Penchée sur le lit du blessé, du malade, du convalescent, je me souviens des histoires du désert, je me souviens des Prophètes, paix et salut sur eux, qui accompagnaient leurs semblables du berceau à la tombe…en les aimant.
Je me souviens de leur pas qui résonnent si fort sur les routes de la nuit que mon cœur bat. Et notre condition d’homme qui nous met tous en rang fait lentement écho au silence et au bruit et j’oublie les noms aimés, appris par cœur, murmurés, criés, éteints dans ma bouche faute de réponse et je les remplace par d’innombrables prières qui apparaissent comme des chapelets bondissant au bout de ma main…
Penchée sur le lit du blessé, du mort, de l’enfant, une main sur le front de fièvre, je me rappelle des milliers d’années parcourues sans que l’homme apprenne quoi que ce soit en dehors de la maladie, de la guerre, de la mort, de la souffrance, points ultimes de ralliement à soi-même s’il en fallait plusieurs et que le bonheur n’y suffisait pas.

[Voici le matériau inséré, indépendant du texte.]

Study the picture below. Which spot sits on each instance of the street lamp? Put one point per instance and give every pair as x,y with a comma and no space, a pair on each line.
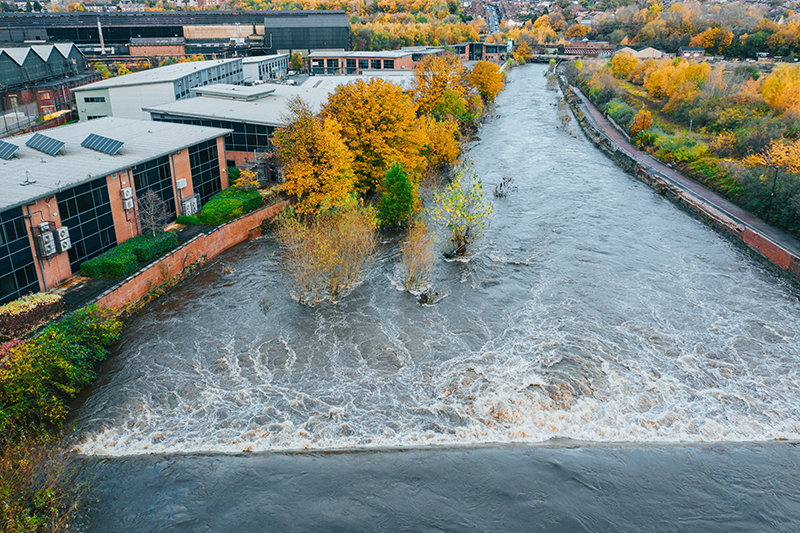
772,194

Penchée sur le lit de la nuit, là où les étoiles se noient dans le regard du mort, du malheureux, de l’homme avec son bagage de faiblesse et qui se croit libre, entier, invincible, mais qui n’est rien en somme, rien qu’une plume qui vole dans le tourbillon de Dieu, dans la tempête du soleil éclatant… L’homme transpercé de part en part par la faiblesse de sa matière et qui se voudrait encore orgueilleux, analysant, critiquant, spécialiste, échafaudant des plans démesurés pour nier sa condition de terrien, de terre, de feu et d’eau, emporté aux quatre vents de demain par la vie qui le dépasse et qu’il met perpétuellement au défi.
Je pense aux épaules du désert, larges et robustes de mes Prophètes bien-aimés, paix et salut sur eux, mes charpentiers, mes bergers et mes rois qui sont venus montrer aux hommes un chemin de lumière et d’amour en dépit de la mort écrite dans les désirs altiers.
Je pense aux saints de toutes espèces et je me souviens de l’histoire des insulaires qu’on m’avait racontée d’abord quelque part et que j’avais fini par lire dans un livre.
Je me souviens des communautés idéales du passé à l’esprit clair comme de l’eau de roche et au cœur limpide comme le présent. Je me souviens des histoires de mosquées en terre battue, d’églises ouvertes et sans fard, de synagogues de tissus et de bois, tous ces lieux de lumière et de silence où le cœur recueilli contemple. Et je pense à Satan, l’ange déchu, fier et arrogant qui ne voulait pas se prosterner devant la condition de l’homme, son imperfection, sa faiblesse. Je pense à Satan et à l’orgueil insoutenable, à cet ange qui avait prié dix mille ans en adorant son Seigneur et qui s’est cru supérieur une seule fois au décret et qui a proclamé que la terre ne valait pas le feu…

Je pense à l’orgueil, à la rage, à l’impuissance, au manque de reconnaissance alors que tout est là. Je pense à ces femmes et à ces hommes qui de tout temps font de leur mieux, dans leur univers, leur monde avec leur pauvreté ou leur richesse et qui balaient d’un revers d’amour les cruautés imbéciles, les avis bien pensés et bien pensants de ceux qui ont le cœur vide.
Je pense à ce vieux sage qui me disait, à mon grand étonnement, un jour de jeunesse, de ne jamais faire confiance à un homme pauvre. « Excusez moi de vous faire répéter » lui avais je murmuré, persuadée qu’il avait voulu dire le contraire. « Oui, me répondit-il. Un homme pauvre peut te faire des promesses de bonté tant qu’il n’a rien mais tu mesureras sa valeur le jour où tu le verras agir avec une fortune dans sa main. Seuls ceux qui, avec une grande fortune, continuent à faire le bien sont véritablement dignes de confiance. » Et longtemps après, j’ai pu vérifier que la vie donnait raison à ce vieux sage que j’aimais tant…
Penchée sur le lit du malade, du blessé, du repentant, du solitaire, je compte les heures qui me séparent de toujours et le temps s’effrite dans ma main, et pendant que les cadavres peuplent les cimetières, je cherche les histoires passées du temps jadis, celle des hommes et des femmes de cœur qui savaient reconnaître un bienfait d’un malheur. Je cherche par delà l’horizon et la mer la communauté de ces gens insulaires qui savait que la vie les dépasse, que seules les aumônes et les prières lavent la terre et donnent sa mesure à l’humanité.